This unexpected trip to the woodshed for Michigan State is why you should always stay the course as long as Kirk Ferentz is coaching the Iowa football team.
You can question some of his decisions as was the case after last Saturday’s devastating loss to Wisconsin.
You can whine about some of the play calling being too conservative.
And you can demand more from his team because that’s you’re right as a fan.
But don’t assume that the situation is about to unravel because that’s when Ferentz and his cohorts will prove you wrong.
They proved everybody wrong Saturday because it’s hard to believe that even the most delusional Iowa fan would have predicted a 37-6 victory over the fifth-ranked team in the country.
Most of the fans I spoke to were worried that the 31-30 loss to Wisconsin would have a lingering effect.
“You worry about that all the time,” Ferentz said after Saturday’s victory, which made Iowa bowl eligible for the tenth consecutive season under his watch. “Just like next week I’ll be worried about us not looking backwards for a different reason.
“That’s every coach’s worry.”
Not every coach knows what buttons to push, though, whereas Ferentz seems to have a knack for it.
If you watched Ferentz speak to the media after a game, but couldn’t hear what he was saying, it’d be hard to tell if Iowa won or loss because his demeanor never changes.
“He is always a calm, cool and collected man,” said junior defensive tackle Mike Daniels, who led Iowa with two tackles for loss Saturday. “Coach Ferentz’s methods are just second to none.”
Ferentz would be the first to say that it also helps to have good veteran leadership because there is only so much a head coach can do. At some point the players have to take it upon themselves to right the ship.
“If I was going to cite one thing, our veteran leadership,” Ferentz said. “We have a great group of seniors.
“And you’ve got two ways to respond when you lose a game.”
It was apparent from the beginning of Saturday’s game how Iowa would respond.
The score was 17-0 after the first quarter, 30-0 at halftime and 37-0 midway through the third quarter.
Ferentz was asked after the game if he saw this coming.
“How could you?” Ferentz said. “Most of the games in this series have been extremely close. Certain things you certainly don’t foresee. I’m just glad it went our way today.”
So in just one week Iowa fans have gone from agonizing over a devastating loss to assessing their team’s chance of winning a Big Ten title and playing in the Rose Bowl.
But for Ferentz, all that matters is next Saturday’s game at Indiana.

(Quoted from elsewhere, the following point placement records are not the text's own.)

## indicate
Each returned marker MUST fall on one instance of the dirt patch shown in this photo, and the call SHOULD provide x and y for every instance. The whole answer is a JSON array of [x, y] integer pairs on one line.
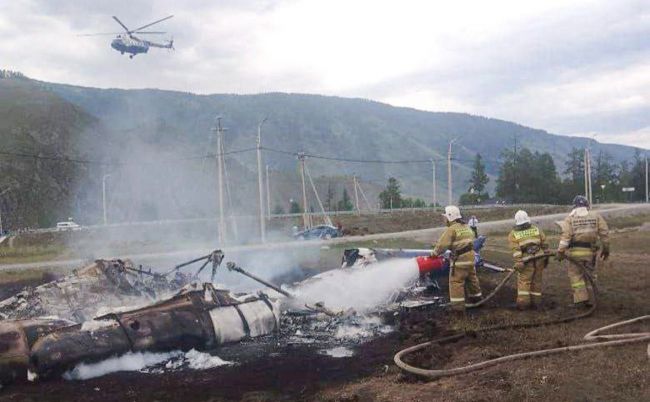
[[268, 371]]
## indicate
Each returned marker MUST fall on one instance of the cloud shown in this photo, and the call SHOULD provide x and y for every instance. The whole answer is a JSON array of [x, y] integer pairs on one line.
[[566, 67]]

To borrow a line from former Iowa coach Hayden Fry, Ferentz is like an old mule with blinders on.
As for the Spartans, they had shown signs of vulnerability, including last Saturday when they escaped from Northwestern with a 35-27 victory. Michigan State also was fortunate to defeat a mediocre Notre Dame squad in overtime on Sept. 18 at home.
So maybe it was just a matter of time before the right team in the right place at the right time and with the right head coach got the better of the Spartans.
One thing that became evident right away Saturday is that Michigan State’s offensive line is not in the same class as Wisconsin’s beefy blocking crew.
As good as Michigan State’s running backs are, they still need room to roam and there was little to be found Saturday as evidenced by the Spartans being held to just 31 rushing yards.
The once-heralded Iowa defense needed to make a statement with the season on the line and did so in convincing fashion despite being short-handed at linebacker.
What happened Saturday is more impressive when you consider that Iowa started two freshmen at linebacker, including James Morris from Solon.
“I thought he really handled it well,” Ferentz said of Morris. “And the team responded to him.”
Michigan State, on the other hand, didn’t respond well to having senior cornerback Chris L/ Rucker back on the field. Rucker played in Saturday’s game despite having been released from jail barely 48 hours earlier.
If his teammates were looking for Rucker to provide an emotional lift, it didn’t happen.
The emotion was all on Iowa’s side from start to finish.
It took a group effort for that to happen, but it starts with the leader of the group.